Another part of that backdrop is evidence that major elements of both the spending and the revenue sides of the big package are broadly popular. That includes child tax credits, universal prekindergarten, expanded child care and family leave as well as higher taxes on corporations and the wealthiest taxpayers. The problem is that to date, the debate has focused on the price tag, not the pieces.
Biden, House Speaker Nancy Pelosi (D-Calif.) and Senate Majority Leader Charles E. Schumer (D-N.Y.) haven’t yet found consensus on the exact size or the individual pieces of the package to assure passage. Inside the administration there is a general sense of progress, the belief that, if many issues remain unresolved, all sides are now closer to agreement than they were a few weeks ago, when House liberals balked and forced Pelosi twice to delay a vote on a bipartisan infrastructure package.

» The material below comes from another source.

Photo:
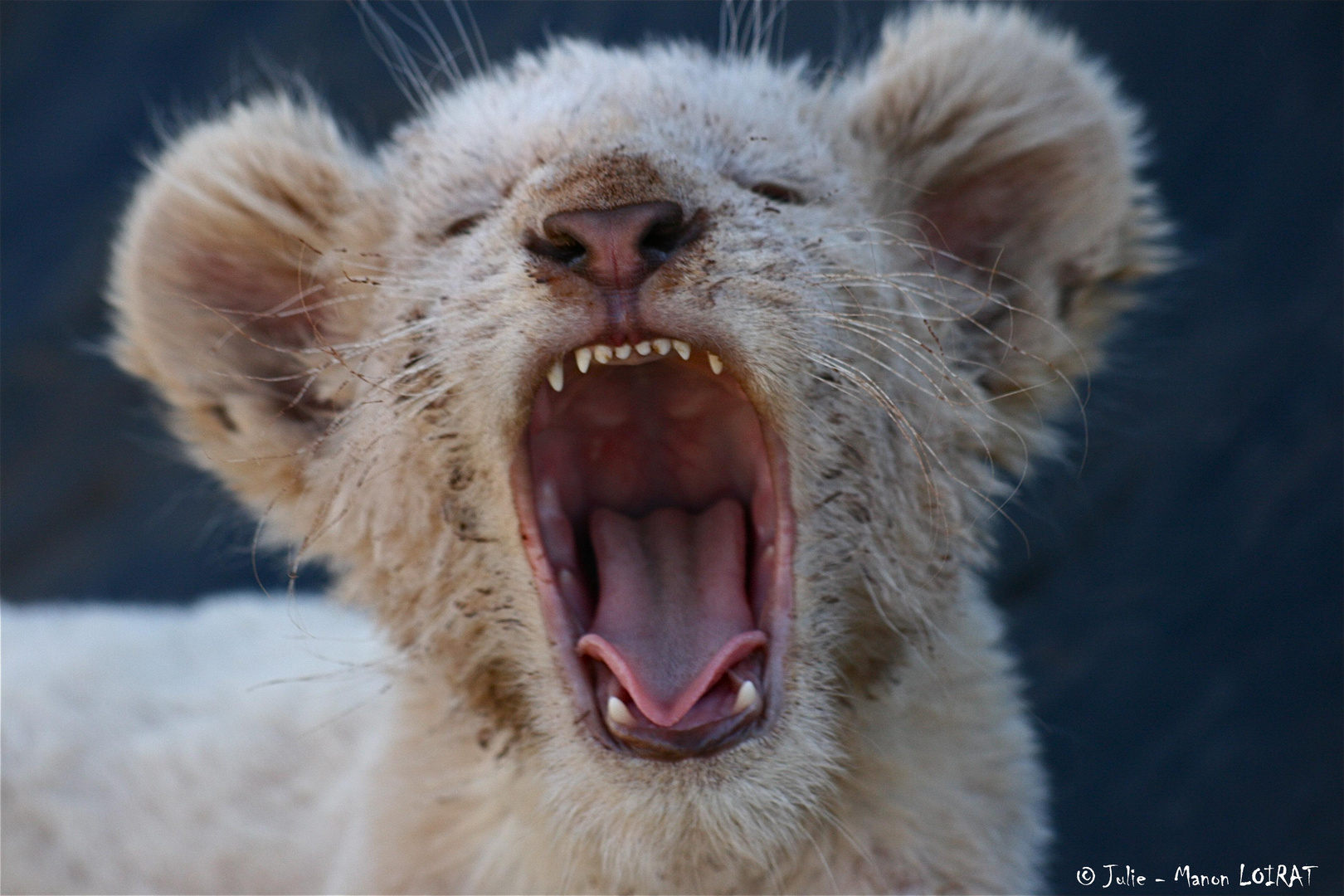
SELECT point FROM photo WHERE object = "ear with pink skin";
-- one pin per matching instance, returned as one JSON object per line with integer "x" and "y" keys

That may be accurate, but meanwhile the ongoing public debate continues to flare, as it did last week between Sens. Bernie Sanders (I-Vt.), who is fighting to preserve as much of the $3.5 trillion as possible, and Joe Manchin III (D-W.Va.), who has said he favors something around $1.5 trillion. No one takes seriously that either Sanders or Manchin has drawn an uncrossable red line on the size of the package. Meanwhile, Sen. Kyrsten Sinema (D-Ariz.), the other most prominent holdout next to Manchin, has signaled problems with some of the tax pieces in the package.
Ultimately, everyone will have to give ground lest the Biden agenda end up collapsing near the finish line. Still, no one seems to know right now what the magic number will be, nor is it clear just what the combination of programs will be. Democratic leaders have signaled growing urgency on the need to come together. At some point, it will be the president’s call, in consultation with Pelosi and Schumer, to settle on something and persuade all sides to get behind it. He has shown patience or passivity, depending on the perspective, but the time for choosing is not far into the future.
Biden and his team built this agenda in the fall of 2020 and the earliest days of this year, at a point when the pandemic was raging and when unmet needs seemed to demand what has been described as a transformative set of programs. The needs are still there, but after Biden sells his own party on the final shape of the package, he will then need to keep selling it to the public. Then he’ll need to show that has delivered results they can feel and not just a number.